Alors que les mineurs entonnaient des chants à la gloire du pharaon et de la déesse Hathor, souveraine des métaux précieux, Daktair s’approcha des deux artisans.
— Nous n’avons pas échangé un seul mot au cours de ce voyage... Peut-être serait-il temps de conclure la paix, suggéra le savant.
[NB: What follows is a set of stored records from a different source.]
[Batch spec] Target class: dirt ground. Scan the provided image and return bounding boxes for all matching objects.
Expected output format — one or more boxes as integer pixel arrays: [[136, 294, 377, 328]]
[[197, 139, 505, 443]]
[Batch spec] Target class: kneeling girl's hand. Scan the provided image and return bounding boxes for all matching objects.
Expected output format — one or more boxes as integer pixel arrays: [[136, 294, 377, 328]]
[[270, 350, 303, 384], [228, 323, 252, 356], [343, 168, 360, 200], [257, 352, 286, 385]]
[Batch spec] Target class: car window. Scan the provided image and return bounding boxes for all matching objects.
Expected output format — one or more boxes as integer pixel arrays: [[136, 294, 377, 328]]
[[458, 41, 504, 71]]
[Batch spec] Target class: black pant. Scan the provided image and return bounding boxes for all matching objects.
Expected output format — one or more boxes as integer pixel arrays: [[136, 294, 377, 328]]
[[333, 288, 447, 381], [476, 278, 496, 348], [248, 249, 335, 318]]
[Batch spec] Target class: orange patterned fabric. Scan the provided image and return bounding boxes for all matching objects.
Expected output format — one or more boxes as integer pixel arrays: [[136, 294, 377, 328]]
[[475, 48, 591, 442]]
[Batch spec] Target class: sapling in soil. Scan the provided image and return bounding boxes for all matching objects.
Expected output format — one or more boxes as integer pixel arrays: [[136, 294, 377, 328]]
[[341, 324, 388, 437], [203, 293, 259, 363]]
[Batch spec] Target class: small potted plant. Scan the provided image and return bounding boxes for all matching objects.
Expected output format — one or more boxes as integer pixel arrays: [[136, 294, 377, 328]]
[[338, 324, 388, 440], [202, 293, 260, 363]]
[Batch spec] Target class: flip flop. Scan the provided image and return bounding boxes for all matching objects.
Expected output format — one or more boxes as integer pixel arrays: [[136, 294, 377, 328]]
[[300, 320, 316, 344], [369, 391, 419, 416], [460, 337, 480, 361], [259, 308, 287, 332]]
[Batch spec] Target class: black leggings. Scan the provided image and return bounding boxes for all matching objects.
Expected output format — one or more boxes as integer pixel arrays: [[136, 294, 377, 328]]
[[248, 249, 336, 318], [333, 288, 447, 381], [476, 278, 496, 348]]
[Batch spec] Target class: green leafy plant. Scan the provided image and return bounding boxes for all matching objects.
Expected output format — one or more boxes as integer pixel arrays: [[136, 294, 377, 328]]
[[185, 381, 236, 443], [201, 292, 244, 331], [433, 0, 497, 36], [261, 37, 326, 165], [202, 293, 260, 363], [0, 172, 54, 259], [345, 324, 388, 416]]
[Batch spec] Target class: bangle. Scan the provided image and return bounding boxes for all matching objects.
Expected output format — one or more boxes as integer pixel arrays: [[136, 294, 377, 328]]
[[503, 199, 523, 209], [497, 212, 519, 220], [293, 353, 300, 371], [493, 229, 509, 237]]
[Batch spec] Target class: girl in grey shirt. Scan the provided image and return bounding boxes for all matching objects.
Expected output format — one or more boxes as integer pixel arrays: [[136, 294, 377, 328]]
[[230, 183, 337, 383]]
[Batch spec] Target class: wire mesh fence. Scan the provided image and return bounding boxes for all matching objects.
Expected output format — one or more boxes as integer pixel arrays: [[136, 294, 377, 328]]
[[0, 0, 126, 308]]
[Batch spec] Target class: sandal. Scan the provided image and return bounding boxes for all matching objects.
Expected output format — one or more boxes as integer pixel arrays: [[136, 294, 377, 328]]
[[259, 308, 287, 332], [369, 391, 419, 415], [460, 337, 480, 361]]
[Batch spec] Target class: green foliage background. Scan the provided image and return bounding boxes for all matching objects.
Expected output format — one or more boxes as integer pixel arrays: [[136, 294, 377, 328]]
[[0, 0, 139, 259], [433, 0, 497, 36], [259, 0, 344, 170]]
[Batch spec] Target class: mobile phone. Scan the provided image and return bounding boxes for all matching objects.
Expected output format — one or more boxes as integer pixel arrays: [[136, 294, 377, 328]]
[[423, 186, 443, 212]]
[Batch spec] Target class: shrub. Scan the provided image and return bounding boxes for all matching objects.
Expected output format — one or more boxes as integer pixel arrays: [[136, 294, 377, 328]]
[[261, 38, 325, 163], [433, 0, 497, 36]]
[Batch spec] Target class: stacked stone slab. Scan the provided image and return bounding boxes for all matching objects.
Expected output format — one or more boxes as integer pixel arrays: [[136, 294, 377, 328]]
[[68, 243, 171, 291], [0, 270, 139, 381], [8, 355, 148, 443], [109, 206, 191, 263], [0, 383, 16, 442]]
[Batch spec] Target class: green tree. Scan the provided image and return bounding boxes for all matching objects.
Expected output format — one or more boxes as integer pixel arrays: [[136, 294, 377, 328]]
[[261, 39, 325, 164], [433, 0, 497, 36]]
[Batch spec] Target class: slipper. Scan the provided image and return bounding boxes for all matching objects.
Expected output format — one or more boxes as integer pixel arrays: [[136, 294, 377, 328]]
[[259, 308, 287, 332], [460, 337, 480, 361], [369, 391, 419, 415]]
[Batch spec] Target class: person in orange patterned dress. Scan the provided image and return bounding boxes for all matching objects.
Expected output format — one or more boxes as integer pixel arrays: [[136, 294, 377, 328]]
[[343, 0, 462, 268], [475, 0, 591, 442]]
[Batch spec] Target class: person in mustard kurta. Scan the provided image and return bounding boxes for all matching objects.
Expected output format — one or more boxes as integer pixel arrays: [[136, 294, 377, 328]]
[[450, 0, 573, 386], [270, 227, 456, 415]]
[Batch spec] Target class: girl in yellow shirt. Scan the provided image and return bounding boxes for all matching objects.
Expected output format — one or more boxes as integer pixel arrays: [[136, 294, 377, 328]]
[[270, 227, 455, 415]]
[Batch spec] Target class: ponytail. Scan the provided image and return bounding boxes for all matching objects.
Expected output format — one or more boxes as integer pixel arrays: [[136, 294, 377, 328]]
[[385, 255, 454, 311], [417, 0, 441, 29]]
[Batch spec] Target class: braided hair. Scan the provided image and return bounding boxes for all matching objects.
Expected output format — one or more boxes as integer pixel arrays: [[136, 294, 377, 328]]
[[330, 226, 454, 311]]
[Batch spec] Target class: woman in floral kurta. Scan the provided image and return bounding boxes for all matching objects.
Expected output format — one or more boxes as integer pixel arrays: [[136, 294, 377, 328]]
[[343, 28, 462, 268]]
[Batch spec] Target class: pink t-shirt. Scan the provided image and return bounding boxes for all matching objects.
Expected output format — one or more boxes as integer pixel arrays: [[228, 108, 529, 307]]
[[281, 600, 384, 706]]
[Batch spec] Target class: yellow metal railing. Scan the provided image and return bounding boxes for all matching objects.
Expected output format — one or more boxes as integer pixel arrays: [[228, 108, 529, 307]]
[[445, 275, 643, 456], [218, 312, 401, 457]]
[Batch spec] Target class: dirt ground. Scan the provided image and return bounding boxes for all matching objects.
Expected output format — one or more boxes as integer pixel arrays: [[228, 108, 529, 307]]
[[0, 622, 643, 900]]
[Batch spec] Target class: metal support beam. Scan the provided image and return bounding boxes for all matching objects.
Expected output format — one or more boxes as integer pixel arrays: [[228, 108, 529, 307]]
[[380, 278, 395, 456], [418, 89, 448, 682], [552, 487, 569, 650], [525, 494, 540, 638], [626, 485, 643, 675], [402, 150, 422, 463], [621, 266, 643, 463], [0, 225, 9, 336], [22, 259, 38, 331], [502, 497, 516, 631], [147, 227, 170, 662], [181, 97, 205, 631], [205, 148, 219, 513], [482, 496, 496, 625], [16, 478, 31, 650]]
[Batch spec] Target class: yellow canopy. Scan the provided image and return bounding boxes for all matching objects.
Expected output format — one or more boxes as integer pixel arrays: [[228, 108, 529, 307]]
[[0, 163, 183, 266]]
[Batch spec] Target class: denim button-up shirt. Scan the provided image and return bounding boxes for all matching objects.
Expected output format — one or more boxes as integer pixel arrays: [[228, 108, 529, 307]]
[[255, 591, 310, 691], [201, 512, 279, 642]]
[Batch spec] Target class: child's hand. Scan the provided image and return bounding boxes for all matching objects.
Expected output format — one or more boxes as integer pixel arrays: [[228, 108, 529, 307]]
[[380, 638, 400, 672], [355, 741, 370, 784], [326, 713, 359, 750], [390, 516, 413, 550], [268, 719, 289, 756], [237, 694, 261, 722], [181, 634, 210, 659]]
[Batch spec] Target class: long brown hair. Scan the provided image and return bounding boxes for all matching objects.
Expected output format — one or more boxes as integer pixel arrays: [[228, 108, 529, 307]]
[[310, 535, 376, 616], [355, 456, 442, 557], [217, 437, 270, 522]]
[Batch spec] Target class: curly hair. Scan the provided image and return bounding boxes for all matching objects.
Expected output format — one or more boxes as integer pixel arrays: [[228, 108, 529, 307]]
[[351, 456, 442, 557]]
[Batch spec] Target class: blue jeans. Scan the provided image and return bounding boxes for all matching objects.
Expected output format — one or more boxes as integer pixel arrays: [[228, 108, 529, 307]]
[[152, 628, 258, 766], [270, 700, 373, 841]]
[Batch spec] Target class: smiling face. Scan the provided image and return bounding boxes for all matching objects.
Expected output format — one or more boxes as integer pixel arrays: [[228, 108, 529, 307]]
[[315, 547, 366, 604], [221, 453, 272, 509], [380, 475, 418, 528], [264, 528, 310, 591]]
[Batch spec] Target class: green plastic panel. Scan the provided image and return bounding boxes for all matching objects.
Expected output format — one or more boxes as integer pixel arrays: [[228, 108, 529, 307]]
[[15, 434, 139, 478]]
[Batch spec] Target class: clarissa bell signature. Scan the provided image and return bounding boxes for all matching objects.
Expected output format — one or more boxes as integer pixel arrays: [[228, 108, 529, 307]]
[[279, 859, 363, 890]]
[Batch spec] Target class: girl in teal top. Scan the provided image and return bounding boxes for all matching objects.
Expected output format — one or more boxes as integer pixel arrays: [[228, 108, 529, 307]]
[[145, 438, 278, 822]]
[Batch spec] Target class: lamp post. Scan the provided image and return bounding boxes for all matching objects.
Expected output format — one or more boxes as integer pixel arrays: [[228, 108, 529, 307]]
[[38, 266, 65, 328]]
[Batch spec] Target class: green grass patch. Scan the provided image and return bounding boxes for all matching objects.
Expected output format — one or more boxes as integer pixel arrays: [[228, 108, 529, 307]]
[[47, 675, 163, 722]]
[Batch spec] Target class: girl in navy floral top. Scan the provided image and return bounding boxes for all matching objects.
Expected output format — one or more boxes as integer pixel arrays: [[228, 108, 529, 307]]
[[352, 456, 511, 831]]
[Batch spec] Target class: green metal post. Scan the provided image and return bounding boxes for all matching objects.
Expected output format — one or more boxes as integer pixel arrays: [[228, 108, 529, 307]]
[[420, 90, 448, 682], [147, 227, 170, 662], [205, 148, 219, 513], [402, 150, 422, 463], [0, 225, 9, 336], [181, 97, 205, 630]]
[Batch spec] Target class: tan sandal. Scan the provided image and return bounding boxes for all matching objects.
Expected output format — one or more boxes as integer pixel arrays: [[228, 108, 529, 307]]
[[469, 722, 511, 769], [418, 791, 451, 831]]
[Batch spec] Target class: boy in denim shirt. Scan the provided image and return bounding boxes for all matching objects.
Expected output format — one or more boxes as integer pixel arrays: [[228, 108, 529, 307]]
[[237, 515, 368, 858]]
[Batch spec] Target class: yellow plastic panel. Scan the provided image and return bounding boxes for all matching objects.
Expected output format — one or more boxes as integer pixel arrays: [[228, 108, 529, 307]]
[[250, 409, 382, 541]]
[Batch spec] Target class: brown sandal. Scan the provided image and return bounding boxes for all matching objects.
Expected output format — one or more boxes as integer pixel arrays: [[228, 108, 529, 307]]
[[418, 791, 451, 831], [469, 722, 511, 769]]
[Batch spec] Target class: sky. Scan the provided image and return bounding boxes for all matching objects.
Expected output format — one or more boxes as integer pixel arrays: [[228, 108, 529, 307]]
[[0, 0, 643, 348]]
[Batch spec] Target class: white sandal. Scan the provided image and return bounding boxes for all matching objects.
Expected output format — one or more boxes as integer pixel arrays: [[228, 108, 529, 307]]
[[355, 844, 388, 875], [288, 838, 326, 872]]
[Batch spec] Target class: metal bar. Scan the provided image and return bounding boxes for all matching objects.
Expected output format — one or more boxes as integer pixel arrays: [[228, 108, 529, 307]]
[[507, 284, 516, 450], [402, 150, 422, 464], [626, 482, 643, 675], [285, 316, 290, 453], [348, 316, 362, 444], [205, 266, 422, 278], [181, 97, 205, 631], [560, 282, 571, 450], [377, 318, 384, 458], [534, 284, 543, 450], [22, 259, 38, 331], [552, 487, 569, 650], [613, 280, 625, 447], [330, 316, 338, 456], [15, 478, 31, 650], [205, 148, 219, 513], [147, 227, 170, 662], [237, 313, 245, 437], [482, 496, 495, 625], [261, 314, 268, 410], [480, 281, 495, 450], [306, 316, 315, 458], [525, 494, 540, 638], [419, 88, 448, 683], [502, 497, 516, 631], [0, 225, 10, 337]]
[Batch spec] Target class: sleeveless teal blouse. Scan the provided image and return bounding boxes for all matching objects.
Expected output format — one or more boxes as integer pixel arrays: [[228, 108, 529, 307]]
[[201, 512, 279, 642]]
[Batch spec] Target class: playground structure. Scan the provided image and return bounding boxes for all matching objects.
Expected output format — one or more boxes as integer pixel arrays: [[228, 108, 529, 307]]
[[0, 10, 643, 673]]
— Pourquoi pas ? répondit Thouty. Assieds-toi et bois.
— Jamais d’alcool, merci.
— Ça te rendrait de meilleure humeur, suggéra Paneb.
— Nous nous mettrons au travail dès demain, je suppose ?
— Exact, approuva l’orfèvre.
— Ne serait-il pas temps de me révéler comment vous comptez procéder ? Je suis ici pour vous aider et vous faire profiter de ma science.
— Nous n’en doutons pas, Daktair, mais il vaut mieux que tu te préoccupes de notre sécurité.
— Les soldats s’en chargent ! Ce qui m’intéresse, c’est la nature et la quantité des matériaux que nous rapporterons à Thèbes.
— Il est l’heure de dormir, décida Thouty.